International Health Fanatics Want to Take Away Our Bacon

Just when you thought it was safe to have a hearty pork-based breakfast… 

Might as well wrap yourself in a sheet of asbestos and light up an unfiltered cig as you chow down on your morning bacon, because as the Daily Mail reported, the World Health Organization (WHO) appears to believe they’re equally dangerous substances:

The World Health Organisation is to list processed meat among the most cancer-causing substances, alongside arsenic and asbestos.

Fresh red meat is also due to join the ‘encyclopaedia of carcinogens’ and is likely to be ranked as only slightly less dangerous than the preserved products.

The Mail cited “a well-placed source” for the information.
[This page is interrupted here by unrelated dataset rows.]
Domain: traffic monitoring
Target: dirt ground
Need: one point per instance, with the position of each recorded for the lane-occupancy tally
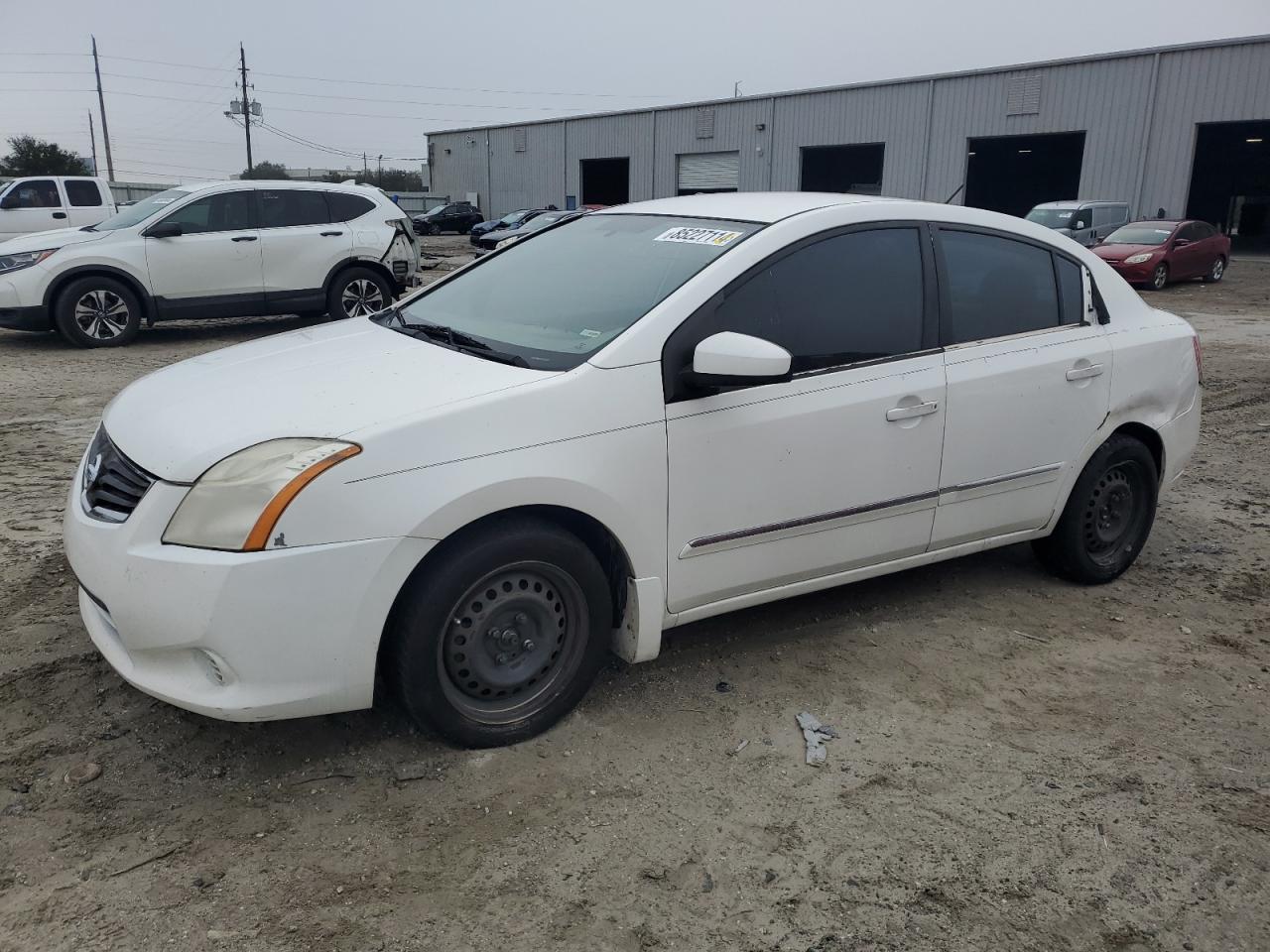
(1024, 765)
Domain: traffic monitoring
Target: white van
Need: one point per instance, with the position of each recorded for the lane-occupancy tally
(48, 202)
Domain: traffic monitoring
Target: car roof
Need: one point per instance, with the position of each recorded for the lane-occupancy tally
(762, 207)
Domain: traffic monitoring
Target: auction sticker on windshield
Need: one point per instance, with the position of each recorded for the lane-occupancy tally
(698, 236)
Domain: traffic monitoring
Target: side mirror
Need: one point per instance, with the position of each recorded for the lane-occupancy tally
(166, 229)
(731, 359)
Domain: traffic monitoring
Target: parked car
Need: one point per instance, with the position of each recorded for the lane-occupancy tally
(1084, 222)
(642, 417)
(543, 220)
(1155, 253)
(218, 249)
(53, 202)
(454, 216)
(513, 220)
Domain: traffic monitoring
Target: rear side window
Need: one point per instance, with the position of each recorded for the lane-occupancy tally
(994, 287)
(345, 207)
(281, 208)
(847, 298)
(82, 194)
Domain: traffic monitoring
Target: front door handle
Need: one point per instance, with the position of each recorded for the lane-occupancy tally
(907, 413)
(1092, 370)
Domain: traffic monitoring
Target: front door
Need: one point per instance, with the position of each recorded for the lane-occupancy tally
(211, 270)
(1029, 376)
(832, 470)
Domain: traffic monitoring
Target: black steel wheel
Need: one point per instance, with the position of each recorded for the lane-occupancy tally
(1107, 517)
(500, 633)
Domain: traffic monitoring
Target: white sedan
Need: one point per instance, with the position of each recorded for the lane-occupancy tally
(626, 421)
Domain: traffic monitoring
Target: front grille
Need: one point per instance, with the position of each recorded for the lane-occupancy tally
(113, 484)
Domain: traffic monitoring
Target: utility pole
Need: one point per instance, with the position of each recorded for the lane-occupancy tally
(246, 108)
(100, 102)
(91, 139)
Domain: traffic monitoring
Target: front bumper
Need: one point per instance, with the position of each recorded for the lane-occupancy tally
(241, 636)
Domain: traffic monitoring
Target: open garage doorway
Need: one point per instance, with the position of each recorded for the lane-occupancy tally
(1012, 175)
(606, 180)
(855, 169)
(1230, 180)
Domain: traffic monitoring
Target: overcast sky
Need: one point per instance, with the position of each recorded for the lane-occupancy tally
(376, 76)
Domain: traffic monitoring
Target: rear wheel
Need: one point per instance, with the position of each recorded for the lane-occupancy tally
(98, 311)
(357, 293)
(1107, 517)
(502, 636)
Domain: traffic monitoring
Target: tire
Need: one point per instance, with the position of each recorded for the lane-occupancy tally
(98, 311)
(1107, 517)
(484, 671)
(357, 293)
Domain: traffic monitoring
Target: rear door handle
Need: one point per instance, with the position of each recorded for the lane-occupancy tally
(1093, 370)
(907, 413)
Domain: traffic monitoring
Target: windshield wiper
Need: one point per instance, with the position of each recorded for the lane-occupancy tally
(457, 340)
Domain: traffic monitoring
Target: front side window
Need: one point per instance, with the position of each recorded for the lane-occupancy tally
(553, 299)
(82, 194)
(226, 211)
(994, 287)
(842, 299)
(37, 193)
(287, 207)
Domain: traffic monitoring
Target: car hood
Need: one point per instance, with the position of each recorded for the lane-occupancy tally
(1118, 253)
(56, 238)
(324, 381)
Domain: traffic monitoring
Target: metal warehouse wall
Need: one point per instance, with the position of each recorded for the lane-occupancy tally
(1138, 112)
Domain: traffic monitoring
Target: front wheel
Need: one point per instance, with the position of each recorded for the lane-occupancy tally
(98, 311)
(1107, 517)
(357, 293)
(500, 638)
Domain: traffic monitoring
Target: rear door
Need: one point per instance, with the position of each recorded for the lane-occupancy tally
(32, 204)
(1029, 375)
(302, 245)
(85, 204)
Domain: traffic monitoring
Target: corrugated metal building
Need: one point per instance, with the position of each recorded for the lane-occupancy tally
(1185, 128)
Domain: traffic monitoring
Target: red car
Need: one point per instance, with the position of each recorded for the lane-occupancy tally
(1155, 253)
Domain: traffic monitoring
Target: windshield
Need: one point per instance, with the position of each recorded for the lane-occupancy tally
(556, 298)
(1052, 217)
(1139, 235)
(143, 209)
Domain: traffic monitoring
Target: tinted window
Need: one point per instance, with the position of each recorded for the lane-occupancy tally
(846, 298)
(1071, 290)
(996, 287)
(345, 207)
(39, 193)
(287, 207)
(227, 211)
(82, 193)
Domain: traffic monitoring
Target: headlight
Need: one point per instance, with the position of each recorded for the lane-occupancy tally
(236, 503)
(17, 261)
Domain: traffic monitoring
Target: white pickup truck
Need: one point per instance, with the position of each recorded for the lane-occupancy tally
(46, 202)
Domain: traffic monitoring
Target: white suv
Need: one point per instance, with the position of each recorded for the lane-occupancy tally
(222, 249)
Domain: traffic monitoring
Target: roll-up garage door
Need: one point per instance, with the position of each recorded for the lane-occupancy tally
(708, 172)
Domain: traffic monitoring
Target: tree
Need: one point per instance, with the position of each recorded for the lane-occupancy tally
(35, 157)
(266, 171)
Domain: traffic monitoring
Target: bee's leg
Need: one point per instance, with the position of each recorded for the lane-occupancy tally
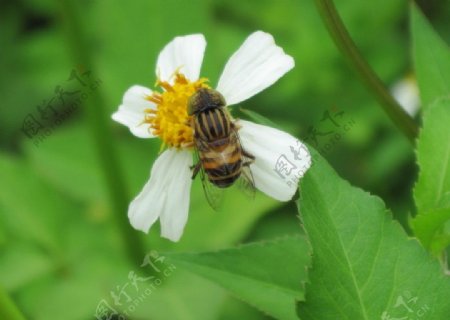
(235, 126)
(248, 155)
(195, 169)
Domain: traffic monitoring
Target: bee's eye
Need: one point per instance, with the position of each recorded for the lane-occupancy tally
(192, 104)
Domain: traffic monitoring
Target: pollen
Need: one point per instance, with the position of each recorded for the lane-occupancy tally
(170, 120)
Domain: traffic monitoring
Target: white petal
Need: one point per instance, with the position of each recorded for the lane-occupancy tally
(131, 111)
(406, 93)
(175, 214)
(256, 65)
(183, 53)
(165, 195)
(281, 160)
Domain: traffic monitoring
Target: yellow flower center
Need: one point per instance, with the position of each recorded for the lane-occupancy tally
(170, 120)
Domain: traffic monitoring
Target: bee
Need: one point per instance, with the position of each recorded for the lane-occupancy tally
(222, 159)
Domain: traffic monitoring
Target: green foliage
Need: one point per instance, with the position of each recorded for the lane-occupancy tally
(431, 59)
(363, 263)
(61, 252)
(432, 191)
(251, 272)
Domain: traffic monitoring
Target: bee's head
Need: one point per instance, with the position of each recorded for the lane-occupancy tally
(205, 99)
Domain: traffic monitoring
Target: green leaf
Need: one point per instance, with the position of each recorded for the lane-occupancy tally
(428, 228)
(267, 275)
(260, 119)
(364, 264)
(431, 59)
(35, 211)
(432, 191)
(22, 263)
(433, 156)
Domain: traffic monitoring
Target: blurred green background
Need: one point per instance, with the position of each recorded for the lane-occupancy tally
(61, 249)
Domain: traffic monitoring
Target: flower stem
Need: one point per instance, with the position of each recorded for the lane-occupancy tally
(98, 120)
(8, 309)
(348, 48)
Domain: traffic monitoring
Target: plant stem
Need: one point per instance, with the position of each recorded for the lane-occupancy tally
(348, 48)
(8, 309)
(98, 119)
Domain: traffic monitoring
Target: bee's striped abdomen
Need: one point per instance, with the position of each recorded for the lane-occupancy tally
(212, 124)
(221, 160)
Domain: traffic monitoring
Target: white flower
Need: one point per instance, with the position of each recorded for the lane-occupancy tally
(406, 93)
(280, 158)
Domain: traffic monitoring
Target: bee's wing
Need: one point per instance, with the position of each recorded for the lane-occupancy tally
(246, 182)
(213, 194)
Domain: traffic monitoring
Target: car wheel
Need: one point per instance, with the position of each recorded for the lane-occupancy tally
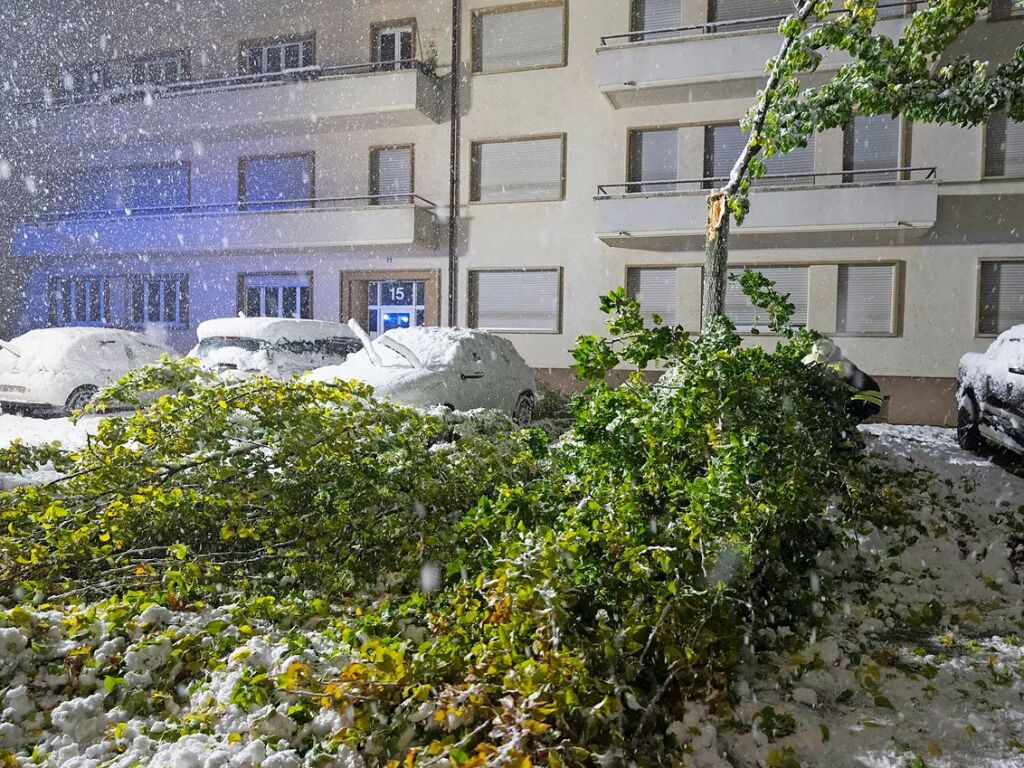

If true, it could really shake up the food industry worldwide and lead to changes in package labeling—warnings about the dangers of consumption. 

The WHO isn’t just targeting bacon, according to the Mail report, but processed meat in general. Sausage, jerky, you name it. The organization’s International Agency for Research on Cancer (IARC) believes there are links between processed meat and vicious diseases like bowel cancer, which the paper reported kills 150,000 people each year in the UK alone.

The Mail also reported comments from the North American Meat Institute (NAMI) on the WHO’s position—and naturally, they weren’t having any of this, implying that the IARC finds a looming cancer menace in everything. NAMI’s president, Barry Carpenter, said in part that the”IARC says you can enjoy your yoga class, but don’t breathe air (Class I carcinogen), sit near a sun-filled window (Class I), drink wine or coffee (Class I and Class 2A,), eat grilled food (Class 2A), or apply aloe vera (Class 2B).”

Classifying bacon as a potentially deadly food could have far-reaching impacts on multiple popular diet plans such as Atkins and the Paleo diet, which both happily embrace meaty, low-carb recipes. It would also conflict with the substance of an October, 2014 report which claimed meat-friendly Paleo was particularly effective at reducing the risk of bowel cancer.

We’re going to remain skeptical on this one because, well, bacon.